Vol. 79, No. 1, January 2024

Special Reports

Evolution and Development of Manufacturing Technologies

AKIYAMA Yasuhiro


Manufacturing demands are growing more advanced and complex amongst a changing social environment dealing with a dwindling and aging working population, diversification of customer needs, and environmental issues. To solve these problems, there is a need for smart manufacturing technologies that work autonomously, connected technologies that create greater value, and evolving technologies that can quickly adapt to our changing world.

The Toshiba Group is working on developing smart, connected, evolving manufacturing technologies for practical use in tackling these challenges. They include intelligent robots that help with automation and labor saving at factories and warehouses, processing technologies that contribute to measures against global warming, tools that streamline digitizing on-site information, risk assessment tools for implementing new technologies, and overall smart factory transformation technologies.

SAKAI Risa / GOTO Makoto

In the initial stages of product development, it is necessary to identify whether new technology can be developed at an appropriate cost.
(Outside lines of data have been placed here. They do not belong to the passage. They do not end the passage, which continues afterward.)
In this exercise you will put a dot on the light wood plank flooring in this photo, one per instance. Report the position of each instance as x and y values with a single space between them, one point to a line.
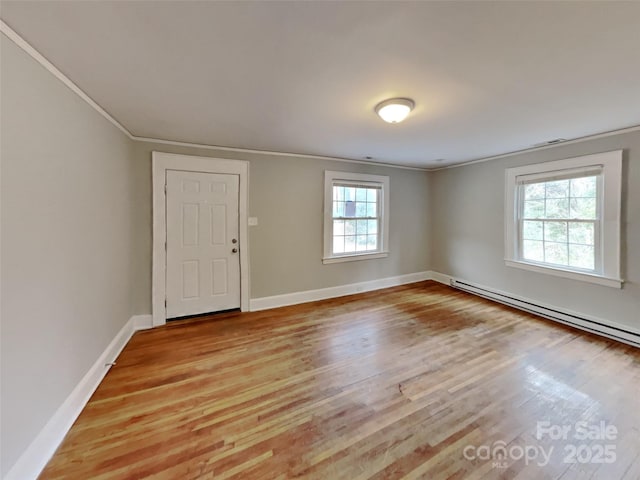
405 383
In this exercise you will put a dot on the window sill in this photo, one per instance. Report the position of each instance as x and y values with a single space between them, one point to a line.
354 257
558 272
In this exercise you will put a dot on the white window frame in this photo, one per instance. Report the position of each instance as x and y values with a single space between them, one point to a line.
379 181
607 228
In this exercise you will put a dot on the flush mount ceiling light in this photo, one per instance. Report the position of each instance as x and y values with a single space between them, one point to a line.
394 110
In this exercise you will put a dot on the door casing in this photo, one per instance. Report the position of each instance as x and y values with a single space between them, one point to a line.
161 162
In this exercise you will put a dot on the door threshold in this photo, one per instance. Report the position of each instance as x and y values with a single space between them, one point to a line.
203 315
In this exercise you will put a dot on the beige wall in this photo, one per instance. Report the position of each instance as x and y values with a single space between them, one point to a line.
67 226
286 194
468 233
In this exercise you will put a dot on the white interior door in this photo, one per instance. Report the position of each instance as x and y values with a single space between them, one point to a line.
203 263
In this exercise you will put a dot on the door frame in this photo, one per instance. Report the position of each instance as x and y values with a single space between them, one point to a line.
161 162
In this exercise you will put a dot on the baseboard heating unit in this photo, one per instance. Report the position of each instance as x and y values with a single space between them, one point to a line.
611 330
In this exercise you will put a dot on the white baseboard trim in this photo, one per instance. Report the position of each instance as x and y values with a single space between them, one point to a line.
35 457
583 321
295 298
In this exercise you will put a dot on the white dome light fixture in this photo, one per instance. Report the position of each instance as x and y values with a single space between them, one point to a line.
395 110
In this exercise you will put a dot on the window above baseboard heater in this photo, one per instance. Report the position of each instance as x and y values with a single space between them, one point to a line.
599 327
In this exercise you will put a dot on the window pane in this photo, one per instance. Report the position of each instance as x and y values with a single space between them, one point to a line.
533 209
533 250
349 227
557 208
557 189
583 208
349 244
582 256
371 210
556 253
338 244
532 230
582 233
555 231
350 209
584 187
534 191
350 194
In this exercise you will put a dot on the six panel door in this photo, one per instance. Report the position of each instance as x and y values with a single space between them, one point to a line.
203 261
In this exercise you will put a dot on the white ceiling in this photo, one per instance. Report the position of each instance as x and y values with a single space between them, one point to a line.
304 77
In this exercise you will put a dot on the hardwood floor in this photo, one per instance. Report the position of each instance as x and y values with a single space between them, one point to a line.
418 381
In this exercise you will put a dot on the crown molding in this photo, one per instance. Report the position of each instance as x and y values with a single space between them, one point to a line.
38 57
594 136
275 153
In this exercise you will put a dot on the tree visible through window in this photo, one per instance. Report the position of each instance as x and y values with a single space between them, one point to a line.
563 218
356 223
559 220
356 209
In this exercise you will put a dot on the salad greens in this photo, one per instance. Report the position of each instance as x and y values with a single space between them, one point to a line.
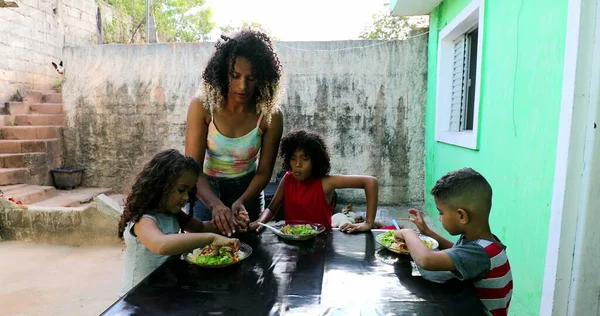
299 230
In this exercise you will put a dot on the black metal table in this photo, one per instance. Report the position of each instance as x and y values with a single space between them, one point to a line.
333 274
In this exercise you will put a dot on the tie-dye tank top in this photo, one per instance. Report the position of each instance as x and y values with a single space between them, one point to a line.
231 157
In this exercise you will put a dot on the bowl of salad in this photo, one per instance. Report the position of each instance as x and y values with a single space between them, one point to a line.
388 241
218 257
299 231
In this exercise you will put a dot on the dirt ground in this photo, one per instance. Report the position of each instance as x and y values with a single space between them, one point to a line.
41 279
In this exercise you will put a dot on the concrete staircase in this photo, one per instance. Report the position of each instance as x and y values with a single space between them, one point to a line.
31 145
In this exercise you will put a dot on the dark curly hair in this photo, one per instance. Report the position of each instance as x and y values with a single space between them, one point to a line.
266 68
153 185
313 146
464 187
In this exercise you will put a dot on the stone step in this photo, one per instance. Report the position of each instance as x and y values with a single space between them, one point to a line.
46 108
36 96
31 132
13 175
72 198
14 108
7 120
39 119
54 97
22 160
50 146
29 194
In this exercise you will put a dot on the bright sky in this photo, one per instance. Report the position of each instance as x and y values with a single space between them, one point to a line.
304 20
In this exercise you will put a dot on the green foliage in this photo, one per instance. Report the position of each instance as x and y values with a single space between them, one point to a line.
176 21
388 27
229 29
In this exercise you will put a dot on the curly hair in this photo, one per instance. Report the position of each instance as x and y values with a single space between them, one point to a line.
266 68
313 146
464 187
154 184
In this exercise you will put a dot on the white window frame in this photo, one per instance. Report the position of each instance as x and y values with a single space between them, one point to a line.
467 20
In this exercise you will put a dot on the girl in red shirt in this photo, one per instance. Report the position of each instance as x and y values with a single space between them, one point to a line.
307 188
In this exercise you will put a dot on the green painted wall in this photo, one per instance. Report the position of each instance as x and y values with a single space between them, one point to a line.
522 68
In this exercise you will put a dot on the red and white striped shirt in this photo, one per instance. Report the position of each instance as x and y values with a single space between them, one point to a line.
495 289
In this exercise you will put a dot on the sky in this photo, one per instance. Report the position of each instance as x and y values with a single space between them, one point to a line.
304 20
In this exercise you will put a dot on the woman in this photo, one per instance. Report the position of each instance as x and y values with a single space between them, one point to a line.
236 118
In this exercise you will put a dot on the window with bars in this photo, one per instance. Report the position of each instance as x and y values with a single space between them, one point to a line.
458 78
463 82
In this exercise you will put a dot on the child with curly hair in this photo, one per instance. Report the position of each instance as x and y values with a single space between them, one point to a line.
236 120
153 217
307 188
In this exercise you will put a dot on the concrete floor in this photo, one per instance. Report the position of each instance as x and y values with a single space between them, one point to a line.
58 280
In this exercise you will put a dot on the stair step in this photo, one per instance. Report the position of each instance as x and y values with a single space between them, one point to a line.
13 175
39 120
21 160
31 132
72 198
15 108
30 194
50 146
46 108
53 97
10 187
7 120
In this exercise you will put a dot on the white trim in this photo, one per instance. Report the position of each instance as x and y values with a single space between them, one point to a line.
465 21
412 7
573 182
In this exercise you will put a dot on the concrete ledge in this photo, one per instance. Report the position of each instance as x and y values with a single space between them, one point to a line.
73 226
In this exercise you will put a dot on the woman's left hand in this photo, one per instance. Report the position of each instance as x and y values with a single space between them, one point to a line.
355 228
241 216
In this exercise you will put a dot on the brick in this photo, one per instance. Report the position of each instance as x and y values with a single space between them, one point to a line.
12 175
16 160
13 132
15 108
52 98
10 146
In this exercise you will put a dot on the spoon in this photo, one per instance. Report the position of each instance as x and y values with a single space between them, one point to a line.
395 224
275 230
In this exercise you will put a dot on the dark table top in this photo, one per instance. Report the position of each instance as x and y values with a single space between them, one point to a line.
333 274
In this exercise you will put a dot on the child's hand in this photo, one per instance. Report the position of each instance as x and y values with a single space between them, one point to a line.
399 235
355 228
220 241
243 221
255 226
418 221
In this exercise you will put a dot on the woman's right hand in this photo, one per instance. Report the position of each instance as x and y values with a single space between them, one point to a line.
224 220
418 221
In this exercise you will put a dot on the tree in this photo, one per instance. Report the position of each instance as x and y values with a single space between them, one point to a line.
388 27
229 29
176 20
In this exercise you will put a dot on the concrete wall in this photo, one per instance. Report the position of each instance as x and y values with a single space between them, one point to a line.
33 35
521 84
124 103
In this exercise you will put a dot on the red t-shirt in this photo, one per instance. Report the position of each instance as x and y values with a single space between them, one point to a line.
305 201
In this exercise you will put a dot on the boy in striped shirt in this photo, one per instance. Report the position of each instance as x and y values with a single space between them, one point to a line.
464 200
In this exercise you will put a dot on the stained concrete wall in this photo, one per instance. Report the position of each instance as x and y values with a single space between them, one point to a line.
33 35
123 103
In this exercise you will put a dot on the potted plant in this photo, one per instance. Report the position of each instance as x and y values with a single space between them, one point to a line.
67 178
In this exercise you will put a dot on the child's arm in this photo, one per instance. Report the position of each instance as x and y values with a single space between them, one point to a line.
270 212
424 257
425 230
368 183
173 244
193 225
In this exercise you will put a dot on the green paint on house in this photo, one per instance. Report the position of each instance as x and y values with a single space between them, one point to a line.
520 96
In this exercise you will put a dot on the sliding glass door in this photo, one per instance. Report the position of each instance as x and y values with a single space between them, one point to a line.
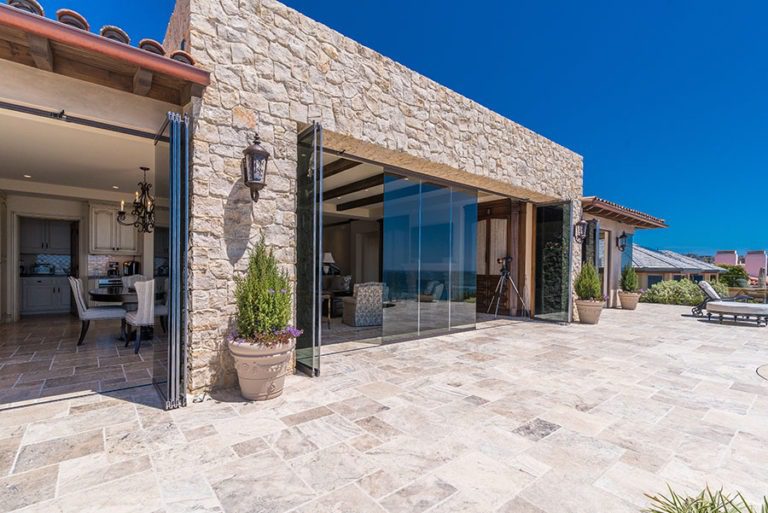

Conventionally, development costs have been estimated based on the results of past projects, however, oversight of development items in new technologies can result in additional development steps and going back to previous steps, resulting in a cost that diverges from initial estimates.

With this in mind, Toshiba Corporation has developed a cost estimation method that precisely calculates the development cost of new technologies by comprehensively visualizing development items to assess their mutual impact using "CHISHIKI BARASHI", a method that converts and describes the knowledge of experienced individuals into explicit knowledge. By applying this estimation method to the development of new, large-format infrastructure equipment technology, we have confirmed that it offers high-precision predictions with an error rate of approximately 20%.


An accurate understanding of production capacity is necessary to produce and ship products according to plan in the manufacturing industry. Generally, production capacity is calculated from cycle and operating times. However, because input items and formulas differ depending on the manufacturing method, it can be difficult to calculate the overall production line capacity for multiple, mixed manufacturing methods.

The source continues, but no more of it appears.